The $100(1-\alpha )\%$ confidence interval of the population mean $\mu$ is given by

$\left(\overline{x}-Z_{\frac{\alpha }{2}}\times \frac{\sigma }{\sqrt{n}},\overline{x}+Z_{\frac{\alpha }{2}}\times \frac{\sigma }{\sqrt{n}}\right)$

Length of the confidence interval of $\mu$

=Upper confidence limit -lower confidence limit

$$\begin{gathered} =\left(\overline{x}+z_{\frac{\alpha }{2}}\frac{\sigma }{\sqrt{n}}\right)-\left(\overline{x}-z_{\frac{\alpha }{2}}\frac{\sigma }{\sqrt{n}}\right) \\ =2\times z_{\frac{\alpha }{2}}\frac{\sigma }{\sqrt{n}} \end{gathered}$$

Now confidence level $1-\alpha$ is increasing

$\iff$ value of $\alpha$ is decreasing

$\iff$ value of $\frac{\alpha }{2}$ is decreasing......(A)

$\iff$ value of ${\mathrm{z}}_{\frac{\alpha }{2}}$ is decreasing......(B)

$\iff$ value of $2\times {\mathrm{z}}_{\frac{\alpha }{2}}\times \frac{\sigma }{\sqrt{n}}$ is decreasing.....[Since particular sample size $n$ is constant $\&$ $\sigma$ population S.D. (known) is also constant

Increasing the confidence level increases the length of the confidence interval.

As a result, the $99\%$ confidence interval is longer than the $95\%$ confidence interval reported in the $8.31$ exercise.

The step's justification $\left(\mathrm{A}\right) Leftrightarrow\left(\mathrm{B}\right)$

i.e. "if $\alpha$ decreases value of $z_{\alpha }$ increases \& vice -versa"

$z_{\alpha }$ is the upper $\alpha$-point of the standard normal distribution.

$z_{\alpha }$ is the point for which $P\left(z\ge z_{\alpha }\right)=\alpha$

Where $z~N(0,1)$

i.e. $\alpha$ is the area under the standard normal curve on the right side of $z_{\alpha }$

We've looked at $\alpha >{\alpha }^1$ and can see from figs. $1$ and $2$ that for $\alpha >{\alpha }^{\text{'}},z_{\alpha }<z_{{\alpha }^{\text{'}}}$ and vice versa. 

Because shifting any point on the horizontal axis to the right reduces the area under the standard normal curve on the right side of that point.

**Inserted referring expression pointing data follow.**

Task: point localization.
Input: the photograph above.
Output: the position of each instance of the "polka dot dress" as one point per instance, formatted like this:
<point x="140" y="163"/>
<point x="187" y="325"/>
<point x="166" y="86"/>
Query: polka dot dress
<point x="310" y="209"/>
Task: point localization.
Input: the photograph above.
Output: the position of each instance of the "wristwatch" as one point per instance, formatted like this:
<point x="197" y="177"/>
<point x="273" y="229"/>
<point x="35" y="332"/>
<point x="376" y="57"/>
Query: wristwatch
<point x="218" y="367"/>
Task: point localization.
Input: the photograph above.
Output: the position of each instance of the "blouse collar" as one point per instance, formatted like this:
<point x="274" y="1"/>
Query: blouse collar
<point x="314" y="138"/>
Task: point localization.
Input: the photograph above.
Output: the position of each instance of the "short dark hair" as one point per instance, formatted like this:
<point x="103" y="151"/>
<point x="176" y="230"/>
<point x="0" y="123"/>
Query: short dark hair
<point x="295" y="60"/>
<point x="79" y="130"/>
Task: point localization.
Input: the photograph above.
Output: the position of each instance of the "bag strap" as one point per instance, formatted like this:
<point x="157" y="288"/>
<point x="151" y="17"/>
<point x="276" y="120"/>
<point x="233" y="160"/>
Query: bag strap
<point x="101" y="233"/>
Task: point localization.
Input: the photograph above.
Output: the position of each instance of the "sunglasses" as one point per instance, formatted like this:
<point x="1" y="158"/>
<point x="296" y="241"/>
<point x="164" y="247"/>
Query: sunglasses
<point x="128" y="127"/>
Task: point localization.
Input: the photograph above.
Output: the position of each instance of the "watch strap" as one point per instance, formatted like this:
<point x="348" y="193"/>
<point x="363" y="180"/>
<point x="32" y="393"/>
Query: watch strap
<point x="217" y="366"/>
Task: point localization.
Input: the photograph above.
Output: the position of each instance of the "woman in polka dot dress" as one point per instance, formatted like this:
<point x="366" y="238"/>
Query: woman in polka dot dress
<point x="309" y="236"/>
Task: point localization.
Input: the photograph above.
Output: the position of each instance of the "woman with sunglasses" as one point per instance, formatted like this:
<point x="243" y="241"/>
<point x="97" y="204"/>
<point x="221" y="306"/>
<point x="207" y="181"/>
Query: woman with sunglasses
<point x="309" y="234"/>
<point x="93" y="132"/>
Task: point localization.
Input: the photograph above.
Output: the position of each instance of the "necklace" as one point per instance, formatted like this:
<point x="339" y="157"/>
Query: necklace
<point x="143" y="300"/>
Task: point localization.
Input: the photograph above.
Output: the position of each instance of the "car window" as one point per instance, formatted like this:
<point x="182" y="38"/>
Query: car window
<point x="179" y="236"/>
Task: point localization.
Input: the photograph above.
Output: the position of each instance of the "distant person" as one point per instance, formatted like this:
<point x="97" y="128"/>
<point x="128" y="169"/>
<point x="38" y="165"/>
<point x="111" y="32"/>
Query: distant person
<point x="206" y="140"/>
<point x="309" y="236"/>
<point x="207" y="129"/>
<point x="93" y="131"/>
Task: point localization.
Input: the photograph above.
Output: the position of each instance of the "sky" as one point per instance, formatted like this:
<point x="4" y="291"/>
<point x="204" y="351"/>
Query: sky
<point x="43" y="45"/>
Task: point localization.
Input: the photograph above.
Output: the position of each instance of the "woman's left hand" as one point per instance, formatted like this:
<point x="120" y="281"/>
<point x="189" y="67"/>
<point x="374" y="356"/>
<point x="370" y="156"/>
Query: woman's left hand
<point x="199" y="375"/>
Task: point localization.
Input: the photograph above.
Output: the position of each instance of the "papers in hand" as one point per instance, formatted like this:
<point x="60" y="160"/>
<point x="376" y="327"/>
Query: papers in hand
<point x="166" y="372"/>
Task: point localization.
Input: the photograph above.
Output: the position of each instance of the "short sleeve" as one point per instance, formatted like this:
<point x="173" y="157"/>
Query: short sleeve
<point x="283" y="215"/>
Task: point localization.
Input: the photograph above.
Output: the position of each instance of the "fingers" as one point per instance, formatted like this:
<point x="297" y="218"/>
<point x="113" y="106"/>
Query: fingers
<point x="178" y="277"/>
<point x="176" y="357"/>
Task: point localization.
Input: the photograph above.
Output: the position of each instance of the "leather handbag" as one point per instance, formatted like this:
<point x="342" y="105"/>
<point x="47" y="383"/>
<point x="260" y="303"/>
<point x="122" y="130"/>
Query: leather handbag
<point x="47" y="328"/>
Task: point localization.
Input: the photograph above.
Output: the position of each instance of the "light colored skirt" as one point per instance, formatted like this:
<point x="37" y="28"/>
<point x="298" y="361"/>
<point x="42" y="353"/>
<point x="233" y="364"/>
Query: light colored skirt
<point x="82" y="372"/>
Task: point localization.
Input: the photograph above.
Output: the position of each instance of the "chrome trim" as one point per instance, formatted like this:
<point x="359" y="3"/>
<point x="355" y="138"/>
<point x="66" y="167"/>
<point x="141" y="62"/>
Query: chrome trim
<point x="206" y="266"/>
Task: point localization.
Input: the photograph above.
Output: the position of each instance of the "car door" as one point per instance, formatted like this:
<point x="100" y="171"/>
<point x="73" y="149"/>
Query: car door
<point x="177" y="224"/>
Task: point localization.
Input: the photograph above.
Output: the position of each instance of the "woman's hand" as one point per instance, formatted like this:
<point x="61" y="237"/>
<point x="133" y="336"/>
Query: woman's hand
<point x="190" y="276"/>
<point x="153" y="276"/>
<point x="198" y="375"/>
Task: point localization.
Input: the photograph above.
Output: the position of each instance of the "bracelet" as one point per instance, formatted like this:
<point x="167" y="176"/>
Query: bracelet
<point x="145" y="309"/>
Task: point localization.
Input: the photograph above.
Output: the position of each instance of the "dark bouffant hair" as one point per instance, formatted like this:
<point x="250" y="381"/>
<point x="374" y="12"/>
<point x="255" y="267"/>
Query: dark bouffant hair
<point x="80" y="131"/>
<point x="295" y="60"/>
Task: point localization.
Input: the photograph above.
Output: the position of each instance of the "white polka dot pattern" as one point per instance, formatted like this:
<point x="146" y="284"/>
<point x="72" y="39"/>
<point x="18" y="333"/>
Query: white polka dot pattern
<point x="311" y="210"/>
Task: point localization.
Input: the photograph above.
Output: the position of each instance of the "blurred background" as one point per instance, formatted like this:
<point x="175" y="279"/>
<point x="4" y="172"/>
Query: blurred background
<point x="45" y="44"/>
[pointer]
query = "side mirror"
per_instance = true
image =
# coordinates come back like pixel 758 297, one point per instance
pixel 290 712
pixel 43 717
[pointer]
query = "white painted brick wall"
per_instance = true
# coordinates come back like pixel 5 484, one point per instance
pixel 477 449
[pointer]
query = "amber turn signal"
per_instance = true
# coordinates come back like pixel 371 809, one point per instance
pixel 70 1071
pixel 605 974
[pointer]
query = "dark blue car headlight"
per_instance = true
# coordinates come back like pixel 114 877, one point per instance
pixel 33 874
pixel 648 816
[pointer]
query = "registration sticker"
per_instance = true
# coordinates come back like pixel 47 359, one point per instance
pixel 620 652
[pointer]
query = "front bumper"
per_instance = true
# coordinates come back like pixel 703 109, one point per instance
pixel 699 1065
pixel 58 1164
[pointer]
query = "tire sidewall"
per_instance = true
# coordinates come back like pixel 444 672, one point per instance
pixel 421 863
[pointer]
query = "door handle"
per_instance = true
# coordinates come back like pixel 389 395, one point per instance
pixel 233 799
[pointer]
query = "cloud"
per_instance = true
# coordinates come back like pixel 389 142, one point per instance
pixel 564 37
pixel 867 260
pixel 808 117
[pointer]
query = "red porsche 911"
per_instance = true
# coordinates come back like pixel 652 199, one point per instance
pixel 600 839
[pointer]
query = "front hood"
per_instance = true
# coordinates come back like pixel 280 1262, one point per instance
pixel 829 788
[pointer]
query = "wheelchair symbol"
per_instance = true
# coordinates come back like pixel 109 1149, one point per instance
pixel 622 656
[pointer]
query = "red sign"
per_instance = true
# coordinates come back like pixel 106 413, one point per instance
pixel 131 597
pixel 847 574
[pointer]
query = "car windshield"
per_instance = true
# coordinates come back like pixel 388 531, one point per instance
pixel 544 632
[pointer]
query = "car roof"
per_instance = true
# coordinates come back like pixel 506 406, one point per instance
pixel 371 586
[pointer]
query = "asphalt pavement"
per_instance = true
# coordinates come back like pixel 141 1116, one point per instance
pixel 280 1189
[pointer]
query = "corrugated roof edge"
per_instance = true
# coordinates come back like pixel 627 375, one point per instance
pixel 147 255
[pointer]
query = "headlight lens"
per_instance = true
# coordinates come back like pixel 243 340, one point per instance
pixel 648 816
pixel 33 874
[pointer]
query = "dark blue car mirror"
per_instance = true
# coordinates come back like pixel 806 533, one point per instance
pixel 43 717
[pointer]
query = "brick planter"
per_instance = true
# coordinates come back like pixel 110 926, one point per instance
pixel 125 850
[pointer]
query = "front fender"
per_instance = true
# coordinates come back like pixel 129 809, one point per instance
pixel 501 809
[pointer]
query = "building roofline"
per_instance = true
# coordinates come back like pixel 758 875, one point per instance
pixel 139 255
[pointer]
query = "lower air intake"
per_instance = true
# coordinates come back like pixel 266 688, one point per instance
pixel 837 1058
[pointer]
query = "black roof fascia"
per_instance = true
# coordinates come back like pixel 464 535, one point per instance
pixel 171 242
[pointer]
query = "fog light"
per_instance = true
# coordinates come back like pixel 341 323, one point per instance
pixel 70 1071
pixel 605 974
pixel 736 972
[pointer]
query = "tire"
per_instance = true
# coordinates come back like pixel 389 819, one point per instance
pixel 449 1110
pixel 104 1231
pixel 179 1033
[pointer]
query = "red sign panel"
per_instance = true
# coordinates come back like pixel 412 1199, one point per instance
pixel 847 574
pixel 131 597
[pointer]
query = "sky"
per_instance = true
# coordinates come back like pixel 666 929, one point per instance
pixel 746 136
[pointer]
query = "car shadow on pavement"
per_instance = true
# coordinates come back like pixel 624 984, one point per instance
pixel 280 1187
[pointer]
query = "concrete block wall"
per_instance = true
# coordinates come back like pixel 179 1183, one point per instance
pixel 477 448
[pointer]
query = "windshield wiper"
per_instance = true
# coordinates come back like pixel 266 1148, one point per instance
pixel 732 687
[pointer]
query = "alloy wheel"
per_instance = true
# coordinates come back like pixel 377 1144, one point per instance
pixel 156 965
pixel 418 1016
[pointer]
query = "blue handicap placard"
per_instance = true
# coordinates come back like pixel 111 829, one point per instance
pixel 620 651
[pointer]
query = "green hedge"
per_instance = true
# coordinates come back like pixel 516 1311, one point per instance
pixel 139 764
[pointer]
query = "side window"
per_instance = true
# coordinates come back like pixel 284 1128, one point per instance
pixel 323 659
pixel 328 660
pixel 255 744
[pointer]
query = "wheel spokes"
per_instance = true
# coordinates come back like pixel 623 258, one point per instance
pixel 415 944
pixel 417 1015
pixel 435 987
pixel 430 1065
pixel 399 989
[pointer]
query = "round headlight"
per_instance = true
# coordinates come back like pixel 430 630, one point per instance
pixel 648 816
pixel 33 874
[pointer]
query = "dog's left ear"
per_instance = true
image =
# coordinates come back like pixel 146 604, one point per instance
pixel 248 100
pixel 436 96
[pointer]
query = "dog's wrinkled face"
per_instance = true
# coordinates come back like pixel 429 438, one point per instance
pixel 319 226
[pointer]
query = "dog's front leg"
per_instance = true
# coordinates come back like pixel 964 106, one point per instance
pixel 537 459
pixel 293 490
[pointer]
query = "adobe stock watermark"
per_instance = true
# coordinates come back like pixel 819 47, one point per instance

A more exact estimate is obtained using the $95\%$ confidence interval. The $95\%$ confidence interval is shorter than the $95\%$ confidence interval because the $95\%$ confidence interval is shorter. That is, we have pinned down (i.e. approximated) $\mu$ better in the case of a $95\%$ confidence interval.